A novel anticancer molecule created by researchers at The Wistar Institute showed therapeutic activity in preclinical models of various cancer types. This cell-permeable peptidomimetic was designed to disrupt a newly identified protein complex involving mitochondrial fission factor (MFF) and the voltage-dependent anion channel-1 (VDAC1) that regulates mitochondrial cell death. The results were published today in Cancer Research.

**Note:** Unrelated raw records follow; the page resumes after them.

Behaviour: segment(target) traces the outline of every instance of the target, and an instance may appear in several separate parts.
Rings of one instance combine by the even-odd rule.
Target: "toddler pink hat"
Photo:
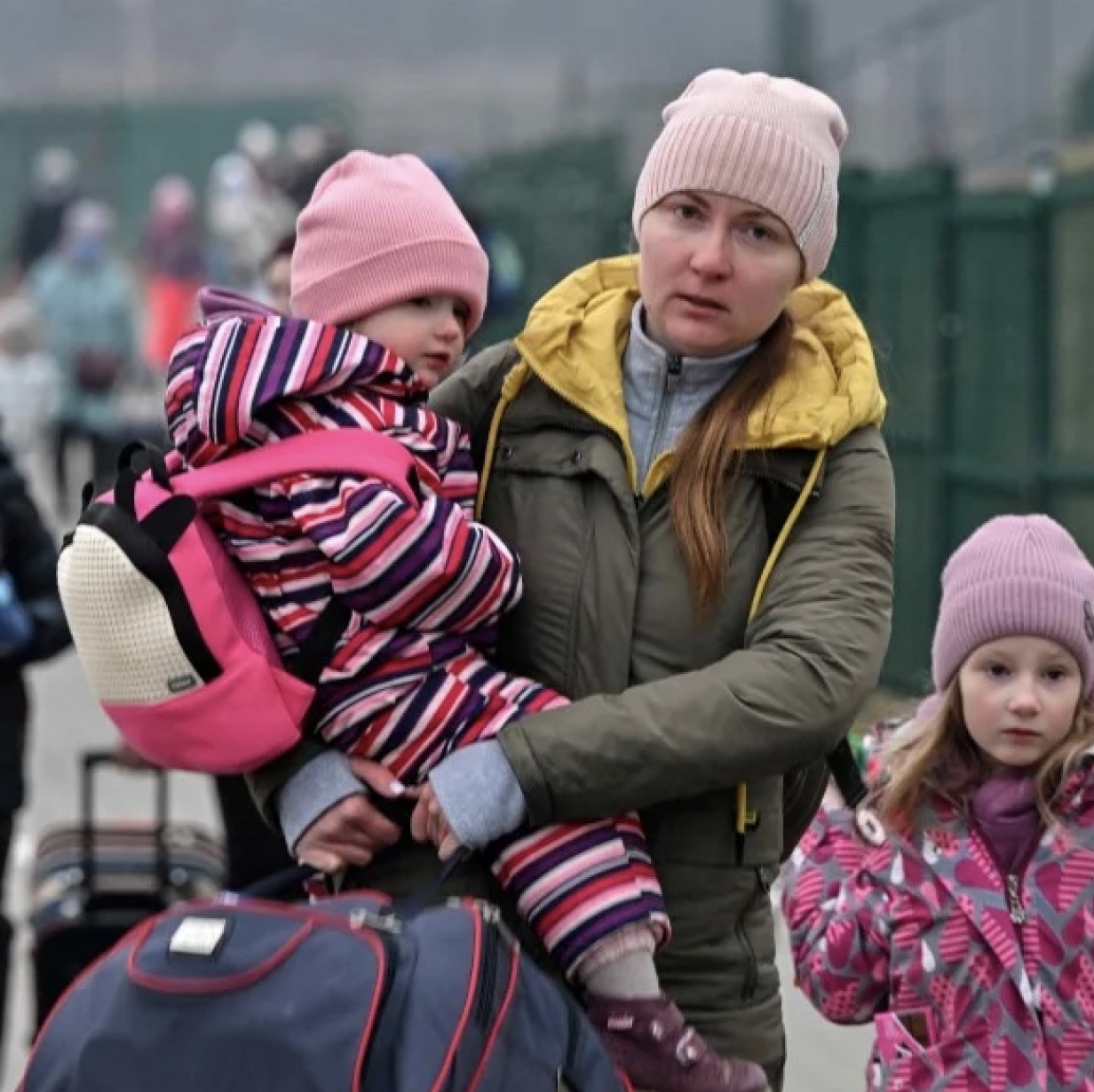
[[[296,221],[294,316],[353,323],[419,295],[454,295],[482,322],[486,252],[437,175],[415,155],[356,151],[319,178]]]

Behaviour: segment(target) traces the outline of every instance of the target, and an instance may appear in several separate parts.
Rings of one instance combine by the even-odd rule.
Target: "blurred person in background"
[[[37,468],[57,422],[57,362],[45,351],[26,295],[0,300],[0,435],[24,467]]]
[[[0,907],[12,832],[25,799],[31,722],[26,667],[57,655],[70,642],[57,593],[55,544],[12,453],[0,441]],[[11,941],[11,922],[0,913],[0,1050]]]
[[[206,220],[212,243],[211,279],[260,295],[263,263],[295,226],[292,202],[259,177],[247,156],[230,152],[209,173]]]
[[[481,347],[497,339],[499,321],[503,324],[514,317],[513,310],[520,304],[524,288],[524,257],[513,239],[476,206],[468,193],[466,169],[461,160],[437,150],[427,151],[422,160],[459,206],[490,259],[486,317],[476,341]]]
[[[263,300],[282,315],[289,314],[290,275],[295,245],[295,233],[286,235],[263,264]]]
[[[114,243],[114,213],[81,200],[66,218],[60,243],[31,271],[27,288],[57,361],[60,415],[54,439],[57,502],[68,511],[67,460],[73,440],[93,455],[113,445],[117,391],[135,374],[136,306],[132,280]],[[96,458],[95,476],[108,468]]]
[[[14,265],[18,278],[60,241],[65,214],[79,194],[80,164],[68,148],[44,148],[34,160],[31,195],[20,217]]]
[[[152,187],[144,237],[144,362],[166,370],[171,350],[196,321],[198,289],[206,277],[205,241],[194,187],[165,175]]]

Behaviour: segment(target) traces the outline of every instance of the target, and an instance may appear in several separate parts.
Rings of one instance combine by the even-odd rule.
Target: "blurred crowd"
[[[89,460],[98,484],[126,443],[162,439],[162,376],[201,284],[288,309],[296,214],[348,147],[334,125],[282,135],[249,121],[210,164],[203,193],[182,175],[153,184],[130,247],[116,210],[86,191],[73,152],[38,153],[0,289],[0,437],[22,462],[48,467],[60,513],[77,500],[73,457],[78,484]],[[442,154],[427,161],[491,253],[490,305],[504,309],[520,291],[519,253],[467,207],[463,165]]]

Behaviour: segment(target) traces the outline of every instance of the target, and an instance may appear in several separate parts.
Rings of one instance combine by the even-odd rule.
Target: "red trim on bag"
[[[430,1092],[440,1092],[449,1080],[452,1072],[452,1064],[456,1058],[456,1049],[459,1047],[459,1041],[464,1037],[464,1031],[467,1029],[467,1023],[470,1020],[472,1007],[475,1003],[475,986],[478,981],[479,971],[482,967],[482,918],[475,911],[468,910],[468,913],[475,922],[475,950],[472,953],[472,971],[467,978],[467,1000],[464,1002],[464,1011],[452,1036],[449,1053],[441,1064],[441,1071],[437,1074],[437,1080],[433,1082]]]
[[[119,937],[118,940],[110,945],[110,948],[108,948],[105,952],[103,952],[103,954],[100,955],[98,959],[93,960],[91,963],[89,963],[88,966],[85,966],[83,971],[81,971],[80,974],[78,974],[75,978],[73,978],[72,981],[69,983],[68,987],[65,989],[61,996],[58,997],[57,1000],[54,1002],[54,1007],[49,1010],[49,1015],[46,1017],[46,1022],[42,1025],[42,1027],[38,1031],[38,1034],[34,1038],[34,1044],[32,1046],[31,1053],[27,1056],[25,1065],[23,1066],[23,1076],[20,1079],[19,1088],[15,1090],[15,1092],[26,1092],[26,1074],[31,1071],[31,1065],[34,1061],[34,1057],[42,1048],[42,1043],[46,1037],[46,1033],[49,1031],[49,1025],[60,1013],[61,1007],[68,1000],[69,995],[72,994],[77,989],[77,987],[84,980],[84,978],[86,978],[88,975],[90,975],[93,971],[95,971],[101,963],[105,963],[119,949],[124,948],[126,944],[142,943],[147,934],[152,931],[152,928],[155,926],[155,922],[156,922],[155,918],[150,918],[143,925],[137,926],[132,931],[127,932],[124,937]]]
[[[284,944],[257,966],[242,974],[228,975],[223,978],[168,978],[165,975],[148,974],[137,966],[137,959],[143,951],[141,946],[135,948],[129,953],[126,972],[131,981],[143,986],[144,989],[155,990],[158,994],[231,994],[234,990],[253,986],[256,981],[261,981],[275,967],[284,963],[313,932],[315,932],[315,925],[311,921],[304,922]]]
[[[501,1025],[505,1022],[505,1017],[509,1015],[510,1007],[513,1003],[513,996],[516,994],[516,980],[519,977],[516,956],[513,950],[510,949],[509,983],[505,986],[505,996],[502,998],[501,1008],[498,1010],[498,1019],[494,1021],[493,1030],[490,1032],[490,1037],[486,1041],[486,1046],[482,1047],[482,1060],[479,1062],[478,1069],[475,1070],[475,1076],[472,1078],[472,1082],[467,1087],[467,1092],[476,1092],[476,1089],[479,1087],[479,1082],[486,1074],[486,1067],[490,1061],[490,1055],[493,1053],[494,1044],[498,1042],[498,1036],[501,1034]]]

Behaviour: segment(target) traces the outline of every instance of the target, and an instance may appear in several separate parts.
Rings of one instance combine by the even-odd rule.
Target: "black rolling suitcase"
[[[224,855],[200,827],[167,822],[167,775],[155,781],[154,822],[95,821],[95,775],[109,752],[82,757],[80,820],[45,832],[33,874],[36,1027],[90,963],[133,926],[182,899],[221,887]]]

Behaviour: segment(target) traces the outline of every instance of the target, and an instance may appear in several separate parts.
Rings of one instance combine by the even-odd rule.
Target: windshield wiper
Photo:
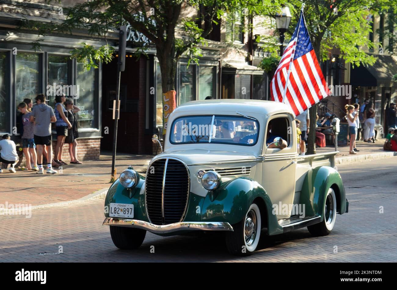
[[[255,121],[256,120],[256,119],[255,119],[255,118],[252,118],[252,117],[249,117],[248,116],[245,116],[245,115],[243,114],[242,113],[240,113],[239,112],[237,112],[236,111],[236,113],[237,113],[237,114],[239,114],[240,115],[241,115],[245,117],[245,118],[248,118],[249,119],[251,119],[251,120],[254,120]]]

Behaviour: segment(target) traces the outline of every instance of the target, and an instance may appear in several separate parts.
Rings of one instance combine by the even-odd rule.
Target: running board
[[[283,228],[283,233],[287,233],[297,229],[305,227],[320,222],[321,217],[312,216],[300,218],[299,216],[293,216],[291,218],[278,221],[279,224]]]

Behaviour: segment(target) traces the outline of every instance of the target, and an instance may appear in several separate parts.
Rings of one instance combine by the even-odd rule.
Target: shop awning
[[[350,84],[354,86],[393,86],[391,77],[397,74],[397,58],[382,55],[376,57],[378,58],[373,65],[361,65],[352,67]]]
[[[222,73],[233,74],[263,74],[263,70],[245,63],[229,62],[224,63]]]

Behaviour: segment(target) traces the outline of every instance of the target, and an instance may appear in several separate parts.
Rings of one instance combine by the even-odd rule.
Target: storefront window
[[[92,68],[87,71],[83,63],[77,63],[76,85],[79,86],[79,98],[75,100],[76,105],[80,109],[77,113],[79,128],[97,127],[95,116],[97,114],[97,98],[95,82],[96,70]]]
[[[196,65],[181,64],[179,76],[179,105],[195,99]]]
[[[252,99],[255,100],[267,100],[268,92],[267,76],[263,74],[255,74],[254,78],[254,91]]]
[[[163,93],[161,86],[161,72],[160,65],[157,63],[156,70],[156,124],[163,125]]]
[[[208,96],[215,98],[214,89],[216,75],[215,70],[215,67],[198,66],[199,100],[205,99]]]
[[[377,87],[376,93],[375,96],[375,103],[374,108],[375,111],[375,123],[381,125],[383,123],[382,120],[382,87]]]
[[[234,98],[249,99],[251,98],[251,75],[236,74],[234,80]]]
[[[0,52],[0,132],[10,130],[8,53]]]
[[[38,54],[18,52],[16,55],[16,103],[25,98],[31,99],[42,92],[40,85],[40,62]]]
[[[69,69],[69,57],[64,55],[48,55],[48,83],[51,86],[68,85],[70,82],[68,79]],[[69,90],[66,90],[67,95]],[[52,94],[53,94],[53,93]],[[72,97],[71,95],[67,95]],[[55,96],[47,95],[48,104],[52,107],[55,105]]]

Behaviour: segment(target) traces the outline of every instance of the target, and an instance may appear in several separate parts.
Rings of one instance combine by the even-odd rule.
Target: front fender
[[[134,205],[134,219],[149,221],[146,214],[145,188],[142,188],[145,186],[145,177],[140,174],[139,175],[139,180],[138,184],[131,189],[123,186],[120,183],[119,178],[113,183],[108,191],[105,198],[105,217],[110,217],[108,209],[110,203],[125,203]]]
[[[336,197],[337,212],[346,211],[346,194],[340,175],[331,167],[322,166],[310,169],[303,181],[299,203],[305,204],[306,216],[318,215],[324,219],[325,198],[331,187]]]
[[[268,235],[282,233],[276,216],[272,214],[269,196],[260,185],[246,177],[227,181],[216,190],[208,191],[203,204],[201,221],[236,224],[245,218],[250,206],[258,198],[262,204],[259,205],[261,214],[267,218],[262,217],[262,220],[266,220]]]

“Disruption of the MFF–VDAC1 complex in vitro resulted in killing of cancer cells, pointing us in the direction of a potential therapeutic target,” says senior author Dario Altieri. “The next step was to create a molecule that could disrupt the protein–protein interaction between MFF and VDAC1 and deliver preclinical anticancer activity without harming normal cells, and we are excited for the clinical potential of this new agent.”

Altieri and collaborators analyzed the structure of the MFF–VDAC1 interface to determine what portions of the MFF protein are required for its interaction with VDAC1. A synthetic peptide designed to contain these MFF regions was able to compete with MFF for binding to VDAC1, disrupting the interaction. As a result, this induced acute mitochondrial dysfunction and, consequently, cell death.

Treatment with the MFF peptide killed prostate cancer and melanoma cells, including drug-resistant cells, without affecting the survival of normal prostate cells and fibroblasts. This suggests that transformed cells are more dependent on the integrity of the MFF–VDAC1 complex than normal cells.

Based on these proof-of-concept studies, the researchers generated a cell-permeable peptidomimetic molecule—a compound that mimics the inhibitory peptide—to target the complex in vivo for targeted cancer therapy. Their compound was tested in different preclinical settings: (1) in vitro in 3D models using patient-derived lung and breast cancer organoids and glioblastoma neurospheres, and (2) in vivo using mouse models of prostate cancer cell transplants and patient-derived melanoma transplants known as PDX models. In all conditions, the peptidomimetic molecule effectively delivered potent anticancer activity. Treatment was well tolerated in mice with no overt signs of toxicity.

“Targeting protein–protein interaction in mitochondria is a validated therapeutic strategy that has already produced clinically approved cancer treatments,” Altieri says. “We are hopeful that this compound will be translated into a novel anticancer therapy with potential to be effective in multiple cancer types and less prone to drug resistance.”